Longsor KM 16 Tugu, Batu Sebesar Truk Tutup Akses Jalan Nasional Trenggalek-Ponorogo

×

Longsor KM 16 Tugu, Batu Sebesar Truk Tutup Akses Jalan Nasional Trenggalek-Ponorogo

Sebarkan artikel ini
Trenggalek
Kepala Pelaksana BPBD Kabupaten Trenggalek, Stefanus Triadi Atmono saat menyampaikan kondisi longsor.

SUARA TRENGGALEK – Batu sebesar truk menutup jalur utama jalan nasional Trenggalek-Ponorogo di kilometer 16, kejadian itu menyebabkan arus lalu lintas saat ini ditutup sementara.

Kepala Pelaksana BPBD Trenggalek, Stefanus Triadi Atmono menyampaikan pihaknya menerima laporan terjadinya longsor di KM 16 jalur nasional Trenggalek-Ponorogo, tepatnya di Dusun Pacar, Desa Nglinggis, Kecamatan Tugu, Selasa (3/3/2026) sekitar pukul 17.30 WIB.

Lanjutnya, laporan tersebut masuk melalui Pusat Pengendalian Operasi (Pusdalop) setelah sebelumnya wilayah tersebut diguyur hujan dengan intensitas sedang.

“Ini diawali hujan intensitas sedang, kemudian berhenti. Beberapa hari sebelumnya juga sempat terjadi hujan,” ujarnya.

Berdasarkan laporan audio visual yang diterima, disampaikan Triadi jika material longsor didominasi batu berukuran besar.

“Material longsor paling banyak adalah batu.
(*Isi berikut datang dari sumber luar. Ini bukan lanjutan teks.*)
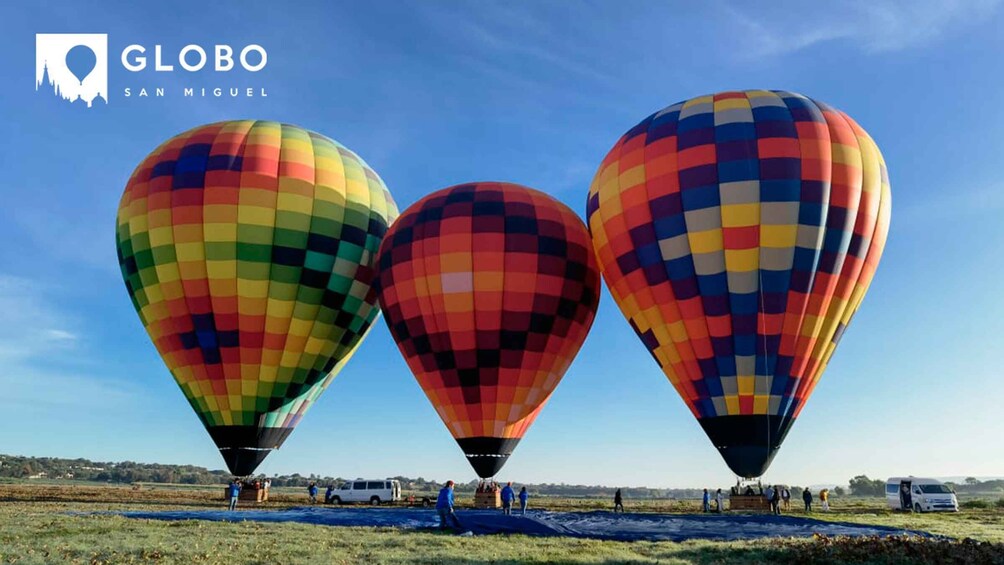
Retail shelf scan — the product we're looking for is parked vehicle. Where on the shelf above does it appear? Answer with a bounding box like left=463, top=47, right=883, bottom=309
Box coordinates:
left=331, top=479, right=401, bottom=506
left=886, top=477, right=959, bottom=512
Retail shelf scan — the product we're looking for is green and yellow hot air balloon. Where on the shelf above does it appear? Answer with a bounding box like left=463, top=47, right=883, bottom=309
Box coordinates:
left=115, top=120, right=398, bottom=476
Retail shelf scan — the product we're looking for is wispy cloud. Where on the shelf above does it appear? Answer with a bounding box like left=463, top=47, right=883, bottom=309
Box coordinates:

Ukurannya lebih dari mobil atau truk,” jelas Stefanus.

Material tersebut menutup badan jalan sehingga akses Trenggalek-Ponorogo tidak dapat dilalui kendaraan. BPBD pun langsung berkoordinasi dengan berbagai pihak untuk penanganan.

Stefanus menuturkan pihaknya telah berkomunikasi dengan Satuan Kerja Balai Besar Pelaksanaan Jalan Nasional (BBPJN) Jatim-Bali untuk mendatangkan alat berat dan perlengkapan pendukung.
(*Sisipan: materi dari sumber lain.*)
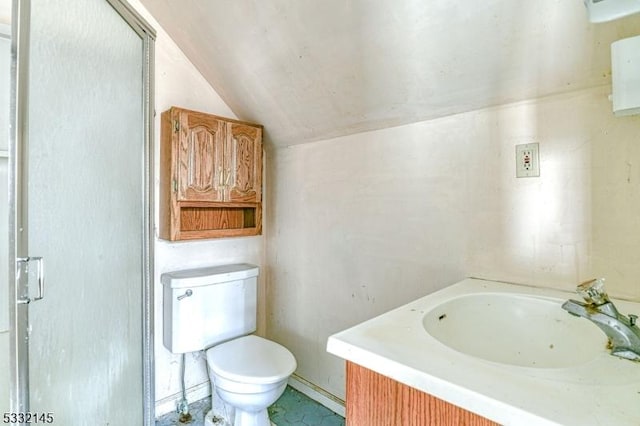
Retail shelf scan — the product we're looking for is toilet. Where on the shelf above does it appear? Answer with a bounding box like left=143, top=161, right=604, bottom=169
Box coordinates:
left=161, top=263, right=296, bottom=426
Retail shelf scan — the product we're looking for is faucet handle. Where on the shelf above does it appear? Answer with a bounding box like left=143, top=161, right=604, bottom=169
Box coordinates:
left=576, top=278, right=609, bottom=306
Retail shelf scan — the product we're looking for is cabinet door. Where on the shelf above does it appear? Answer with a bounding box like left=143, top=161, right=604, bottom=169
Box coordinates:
left=225, top=123, right=262, bottom=203
left=174, top=110, right=228, bottom=201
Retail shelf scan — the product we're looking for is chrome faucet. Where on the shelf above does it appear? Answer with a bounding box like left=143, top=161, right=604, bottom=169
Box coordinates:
left=562, top=278, right=640, bottom=361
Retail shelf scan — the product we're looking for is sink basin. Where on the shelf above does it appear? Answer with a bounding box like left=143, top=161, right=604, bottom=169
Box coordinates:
left=422, top=293, right=607, bottom=368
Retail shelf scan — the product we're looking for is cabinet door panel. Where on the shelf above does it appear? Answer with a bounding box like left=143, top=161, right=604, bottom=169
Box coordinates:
left=225, top=123, right=262, bottom=203
left=177, top=111, right=225, bottom=201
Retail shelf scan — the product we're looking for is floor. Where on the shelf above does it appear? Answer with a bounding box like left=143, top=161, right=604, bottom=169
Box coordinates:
left=156, top=386, right=344, bottom=426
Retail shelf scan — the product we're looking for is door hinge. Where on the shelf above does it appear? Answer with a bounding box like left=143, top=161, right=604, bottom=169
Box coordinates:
left=16, top=256, right=44, bottom=305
“Diupayakan malam ini alat berat dan perlengkapan lainnya datang. Namun melihat kondisi hujan deras, secara teknis akan kami komunikasikan dengan seluruh unsur terkait,” katanya.

Selain itu, BPBD bersama TNI-Polri melakukan pengamanan personel dan asesmen lokasi guna memastikan kondisi aman sebelum pembersihan dilakukan. Pengalihan arus lalu lintas juga diberlakukan.
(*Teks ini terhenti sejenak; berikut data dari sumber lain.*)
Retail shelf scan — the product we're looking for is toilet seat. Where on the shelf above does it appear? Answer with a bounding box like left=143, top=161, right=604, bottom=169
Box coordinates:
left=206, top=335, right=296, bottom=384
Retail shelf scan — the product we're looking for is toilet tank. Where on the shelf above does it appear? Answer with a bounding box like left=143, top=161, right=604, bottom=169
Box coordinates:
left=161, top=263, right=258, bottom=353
“Dari arah Trenggalek bisa melalui jalur Desa Dermosari dan beberapa jalan alternatif lainnya menuju Ponorogo,” imbuhnya.

Sementara itu, Pejabat Pembuat Komitmen (PPK) 2.3 Jatim, Satker Wilayah II Jatim, BBPJN Jatim-Bali, Endhy Aktony menyatakan pihaknya fokus pada pembersihan material longsor sebagai langkah awal.

“Untuk sementara kita lakukan pembersihan. Malam ini rencana didatangkan dua sampai tiga alat berat,” ujarnya.

Alat berat tersebut berasal dari sejumlah rekanan terdekat dan dijadwalkan tiba sekitar pukul 00.00 WIB. Jenis alat yang disiapkan berupa ekskavator.

Meski demikian, pelaksanaan pekerjaan masih menunggu kondisi benar-benar aman mengingat hujan masih turun dan tanah dalam kondisi labil.

“Untuk eksekusi pekerjaan, kita komunikasi dengan polisi, TNI, dan BPBD apakah memungkinkan dikerjakan atau tidak. Menunggu situasi dinyatakan aman,” tegas Endhy.

Hingga saat ini, jalur nasional di KM 16 tersebut masih ditutup dan petugas terus bersiaga mengantisipasi potensi longsor susulan.